Je précise que ce texte n'est pas de moi, je l'avais trouvé sur le blog de Karen il y a de ça quelques années.


Un prof de philo se présente devant la classe avec une série d'objets inhabituels qu'il pose sur son pupitre, face à ses étudiants. Le silence intrigué de l'assistance étant acquis, le prof prend un grand bocal de cornichons (vide et propre) et commence par le remplir jusqu'au bord supérieur de pierres d'un diamètre situé entre 6 et 7 cm.

Cela une fois terminé, il demande à la classe si le bocal est rempli.Les élèves
répondent que oui.
Le prof prend alors un sachet rempli de gravillons et le verse dans le bocal..
Il agite le tout, pour égaliser, et voilà que le gravier remplit tous les espaces encore vides.

Après avoir complété cette manipulation, le prof demande une fois encore à sa classe si le bocal est maintenant bien rempli. La classe répond hilare et intriguée que oui.

Le prof se saisit alors d'un petit sac de sable et en verse le contenu dans le bocal.

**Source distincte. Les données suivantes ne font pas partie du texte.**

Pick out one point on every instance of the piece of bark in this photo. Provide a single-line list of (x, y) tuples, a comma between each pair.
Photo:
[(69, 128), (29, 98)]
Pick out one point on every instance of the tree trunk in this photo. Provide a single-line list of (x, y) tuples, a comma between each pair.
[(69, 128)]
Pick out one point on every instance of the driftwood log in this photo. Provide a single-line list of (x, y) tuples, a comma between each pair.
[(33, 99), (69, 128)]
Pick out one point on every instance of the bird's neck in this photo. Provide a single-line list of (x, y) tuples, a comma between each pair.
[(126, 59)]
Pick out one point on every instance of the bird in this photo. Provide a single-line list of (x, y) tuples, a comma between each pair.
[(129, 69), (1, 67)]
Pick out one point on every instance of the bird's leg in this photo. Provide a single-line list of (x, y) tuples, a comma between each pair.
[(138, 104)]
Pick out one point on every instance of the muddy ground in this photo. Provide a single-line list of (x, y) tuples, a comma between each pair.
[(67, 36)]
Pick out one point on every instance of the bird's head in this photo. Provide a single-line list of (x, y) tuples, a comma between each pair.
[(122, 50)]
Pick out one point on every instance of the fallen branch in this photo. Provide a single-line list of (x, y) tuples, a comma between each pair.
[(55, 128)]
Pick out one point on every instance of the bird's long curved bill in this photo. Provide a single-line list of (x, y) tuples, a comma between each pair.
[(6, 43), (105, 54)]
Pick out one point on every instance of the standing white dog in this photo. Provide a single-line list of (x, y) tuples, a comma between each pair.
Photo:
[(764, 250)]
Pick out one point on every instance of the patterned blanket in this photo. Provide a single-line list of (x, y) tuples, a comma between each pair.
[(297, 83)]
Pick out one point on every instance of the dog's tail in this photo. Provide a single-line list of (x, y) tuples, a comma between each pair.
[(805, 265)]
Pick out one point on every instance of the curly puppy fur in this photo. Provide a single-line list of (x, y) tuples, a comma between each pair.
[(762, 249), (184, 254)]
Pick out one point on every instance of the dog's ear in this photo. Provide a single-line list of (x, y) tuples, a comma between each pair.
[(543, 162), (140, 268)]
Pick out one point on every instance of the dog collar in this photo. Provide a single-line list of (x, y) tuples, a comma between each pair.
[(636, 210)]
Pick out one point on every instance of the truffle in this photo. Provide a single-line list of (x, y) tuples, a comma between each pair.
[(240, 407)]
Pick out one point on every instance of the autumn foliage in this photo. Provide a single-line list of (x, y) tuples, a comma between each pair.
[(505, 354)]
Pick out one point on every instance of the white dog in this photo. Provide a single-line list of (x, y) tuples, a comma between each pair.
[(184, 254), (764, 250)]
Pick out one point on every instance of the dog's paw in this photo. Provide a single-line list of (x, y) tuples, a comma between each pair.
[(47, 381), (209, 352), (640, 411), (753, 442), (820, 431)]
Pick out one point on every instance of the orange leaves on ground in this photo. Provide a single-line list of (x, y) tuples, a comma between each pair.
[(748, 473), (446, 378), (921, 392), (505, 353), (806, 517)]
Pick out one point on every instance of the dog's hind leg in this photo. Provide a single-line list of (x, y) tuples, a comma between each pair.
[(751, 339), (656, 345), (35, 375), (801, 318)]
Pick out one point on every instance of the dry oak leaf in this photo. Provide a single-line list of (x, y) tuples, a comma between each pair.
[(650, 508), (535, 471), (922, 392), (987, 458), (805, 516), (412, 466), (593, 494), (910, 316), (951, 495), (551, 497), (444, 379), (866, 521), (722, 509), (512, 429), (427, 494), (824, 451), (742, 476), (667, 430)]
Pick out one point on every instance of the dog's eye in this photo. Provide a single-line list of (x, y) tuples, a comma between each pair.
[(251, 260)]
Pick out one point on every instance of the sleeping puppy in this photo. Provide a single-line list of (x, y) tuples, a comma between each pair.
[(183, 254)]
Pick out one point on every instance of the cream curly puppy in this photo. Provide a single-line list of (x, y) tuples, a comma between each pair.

Évidemment, le sable se fraie un passage dans les interstices qui sont encore disponibles, au grand contentement de la classe.

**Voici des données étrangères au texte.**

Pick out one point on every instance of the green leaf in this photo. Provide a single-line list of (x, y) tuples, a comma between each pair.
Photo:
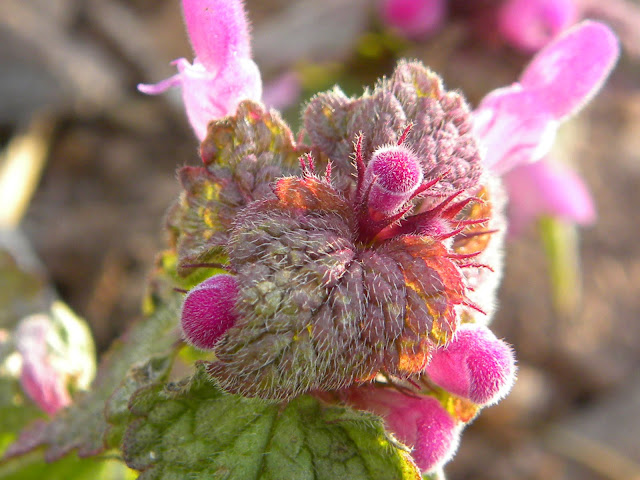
[(193, 429), (83, 425), (242, 155), (33, 467)]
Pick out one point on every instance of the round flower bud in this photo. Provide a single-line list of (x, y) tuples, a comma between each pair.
[(474, 365), (396, 173), (209, 311)]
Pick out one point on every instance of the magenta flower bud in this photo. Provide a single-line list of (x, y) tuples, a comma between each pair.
[(420, 422), (209, 311), (474, 365), (393, 175)]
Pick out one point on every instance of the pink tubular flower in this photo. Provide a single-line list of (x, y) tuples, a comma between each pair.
[(547, 188), (44, 384), (419, 422), (222, 73), (530, 24), (475, 365), (413, 18), (516, 125)]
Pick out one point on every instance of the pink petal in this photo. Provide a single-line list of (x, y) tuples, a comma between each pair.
[(218, 31), (513, 128), (530, 24), (475, 365), (209, 97), (39, 378), (419, 422), (413, 18), (547, 188), (222, 74), (209, 311), (571, 69)]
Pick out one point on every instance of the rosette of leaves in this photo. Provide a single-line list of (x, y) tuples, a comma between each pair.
[(332, 289)]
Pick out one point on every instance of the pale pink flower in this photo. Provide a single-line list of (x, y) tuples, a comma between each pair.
[(413, 18), (530, 24), (516, 125), (45, 384), (420, 422), (550, 188), (222, 73)]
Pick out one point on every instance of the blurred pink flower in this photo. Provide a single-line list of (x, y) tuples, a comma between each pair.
[(222, 73), (530, 24), (420, 422), (413, 18), (547, 187), (41, 380), (516, 125)]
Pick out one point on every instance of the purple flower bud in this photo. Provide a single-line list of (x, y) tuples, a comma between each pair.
[(45, 384), (393, 174), (209, 311), (475, 365)]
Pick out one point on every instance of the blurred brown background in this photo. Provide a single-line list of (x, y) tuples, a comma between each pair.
[(68, 70)]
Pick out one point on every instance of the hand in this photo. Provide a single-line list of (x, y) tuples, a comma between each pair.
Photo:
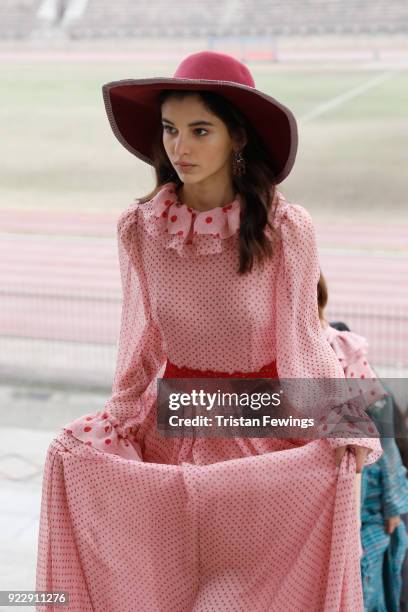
[(391, 523), (360, 453)]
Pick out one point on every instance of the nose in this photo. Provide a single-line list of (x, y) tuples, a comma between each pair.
[(181, 146)]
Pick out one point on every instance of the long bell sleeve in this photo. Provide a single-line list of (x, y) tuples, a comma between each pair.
[(141, 354), (302, 351)]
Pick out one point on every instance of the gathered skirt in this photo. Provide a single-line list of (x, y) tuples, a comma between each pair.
[(199, 525)]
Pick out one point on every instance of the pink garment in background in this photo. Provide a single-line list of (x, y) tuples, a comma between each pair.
[(132, 521)]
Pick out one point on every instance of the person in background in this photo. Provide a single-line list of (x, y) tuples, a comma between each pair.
[(384, 486)]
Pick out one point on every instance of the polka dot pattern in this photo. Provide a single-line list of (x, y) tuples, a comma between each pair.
[(351, 350), (131, 519)]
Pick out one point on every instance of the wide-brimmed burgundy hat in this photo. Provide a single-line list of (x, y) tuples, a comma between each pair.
[(134, 114)]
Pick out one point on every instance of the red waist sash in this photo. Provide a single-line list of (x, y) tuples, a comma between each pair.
[(172, 371)]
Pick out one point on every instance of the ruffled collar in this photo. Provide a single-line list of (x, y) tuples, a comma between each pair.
[(187, 230)]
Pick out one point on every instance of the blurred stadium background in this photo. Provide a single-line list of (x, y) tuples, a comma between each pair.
[(341, 65)]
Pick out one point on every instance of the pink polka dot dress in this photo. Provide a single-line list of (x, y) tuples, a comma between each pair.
[(132, 521)]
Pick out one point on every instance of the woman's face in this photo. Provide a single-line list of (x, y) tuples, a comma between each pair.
[(194, 135)]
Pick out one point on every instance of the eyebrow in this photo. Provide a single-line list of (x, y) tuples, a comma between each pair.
[(190, 124)]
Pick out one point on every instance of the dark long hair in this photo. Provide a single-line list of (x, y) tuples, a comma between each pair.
[(256, 187)]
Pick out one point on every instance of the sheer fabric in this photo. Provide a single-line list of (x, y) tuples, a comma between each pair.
[(131, 520)]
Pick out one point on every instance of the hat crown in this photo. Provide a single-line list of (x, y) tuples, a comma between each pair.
[(214, 66)]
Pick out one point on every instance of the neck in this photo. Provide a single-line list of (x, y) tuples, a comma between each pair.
[(205, 198)]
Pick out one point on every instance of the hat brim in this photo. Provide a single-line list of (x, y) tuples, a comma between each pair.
[(134, 115)]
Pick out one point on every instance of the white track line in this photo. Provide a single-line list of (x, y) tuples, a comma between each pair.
[(324, 107)]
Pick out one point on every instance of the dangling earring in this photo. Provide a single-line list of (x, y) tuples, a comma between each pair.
[(238, 164)]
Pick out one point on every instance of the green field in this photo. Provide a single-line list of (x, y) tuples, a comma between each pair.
[(58, 150)]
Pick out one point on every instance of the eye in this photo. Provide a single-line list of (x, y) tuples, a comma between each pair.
[(168, 127)]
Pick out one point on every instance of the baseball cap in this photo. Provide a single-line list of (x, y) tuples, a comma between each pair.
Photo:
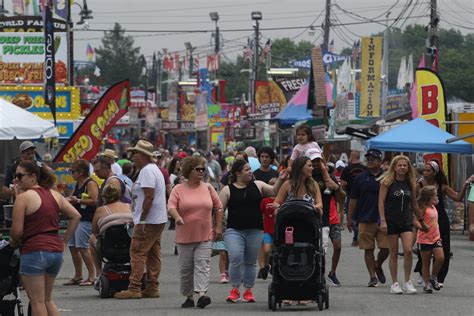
[(313, 153), (340, 164), (374, 153), (26, 145)]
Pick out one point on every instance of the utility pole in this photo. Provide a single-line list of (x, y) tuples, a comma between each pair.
[(256, 16), (432, 40), (327, 26)]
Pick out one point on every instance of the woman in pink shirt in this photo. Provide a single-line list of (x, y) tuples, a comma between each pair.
[(191, 204), (429, 242)]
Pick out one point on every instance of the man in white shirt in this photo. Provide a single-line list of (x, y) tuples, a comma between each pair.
[(149, 217)]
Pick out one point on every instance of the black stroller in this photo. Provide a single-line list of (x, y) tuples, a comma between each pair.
[(298, 258), (115, 249), (9, 282)]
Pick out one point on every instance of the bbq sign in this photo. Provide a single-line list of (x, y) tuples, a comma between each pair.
[(87, 139)]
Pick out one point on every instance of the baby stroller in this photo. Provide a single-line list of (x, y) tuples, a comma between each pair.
[(298, 258), (114, 246), (9, 281)]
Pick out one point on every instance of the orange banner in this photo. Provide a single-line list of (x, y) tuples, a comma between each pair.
[(86, 140)]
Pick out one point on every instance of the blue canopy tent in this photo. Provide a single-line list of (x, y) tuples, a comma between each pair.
[(418, 135), (296, 110)]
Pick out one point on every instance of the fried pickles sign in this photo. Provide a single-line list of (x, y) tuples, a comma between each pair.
[(86, 140)]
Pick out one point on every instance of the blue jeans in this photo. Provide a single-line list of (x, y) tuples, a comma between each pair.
[(41, 262), (242, 247)]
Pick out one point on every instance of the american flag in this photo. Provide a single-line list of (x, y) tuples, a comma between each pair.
[(356, 50), (248, 53)]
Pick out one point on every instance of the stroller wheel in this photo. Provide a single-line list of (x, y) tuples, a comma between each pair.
[(320, 301), (104, 287)]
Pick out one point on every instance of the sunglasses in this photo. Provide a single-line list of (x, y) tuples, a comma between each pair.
[(19, 176)]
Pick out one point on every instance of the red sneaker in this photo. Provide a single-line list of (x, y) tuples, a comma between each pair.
[(248, 296), (234, 296)]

" Voyez-vous " dit le prof en s'adressant à ses étudiants " j'aimerais que vous compariez ceci à votre propre existence. Les grosses pierres représentent les choses véritablement importantes, comme la famille, le couple, la santé, les enfants. Ces choses qui font que même si vous perdez tout le reste, votre vie n'en demeurera pas moins bien remplie. Les gravillons représentent, quant à eux, les choses qui sont importantes, mais non essentielles, comme le travail, la maison, la voiture. Enfin, les grains de sable peuvent être comparés aux choses sans importance. Si vous commencez par mettre le sable dans le bocal, il ne restera plus assez d'espace pour le gravier ou les pierres. Il en va de même avec votre vie : si vous gaspillez votre disponibilité et votre énergie pour les petites choses, il ne vous restera jamais assez ni de temps ni de place pour ce qui est essentiel à votre bonheur. Jouez avec vos enfants, prenez le temps d'être à l'écoute de votre santé,
sortez avec votre conjoint, parlez avec vos parents. Il y aura toujours du temps pour réparer l'aspirateur, pour finir un dossier ou laver la voiture.. Soignez les grandes pierres en tout premier lieu, ce sont les choses qui comptent vraiment. Le reste n'est que sable qui s'écoule entre vos doigts "

Jusqu'ici, tout va bien (" comme il a raison, comme ce discours est pertinent
et élégant, etc. ").

Mais soudain, voilà qu'un étudiant se lève. Il s'approche du pupitre du maître et se saisit du bocal, dont chacun s'accordait à dire qu'il était cette fois véritablement totalement rempli. L'étudiant décapsule une canette de bière devant tout le monde et en verse tout le contenu dans le bocal. Ainsi, le liquide se disperse harmonieusement dans les espaces qui, l'évidence, existaient encore dans le fameux bocal.


Moralité: " Aussi remplie que soit ton existence, il y aura toujours de la place pour une bonne bière "
                                                                                             

Hihi.

Non j'ai tjs pas de temps pour ce blog...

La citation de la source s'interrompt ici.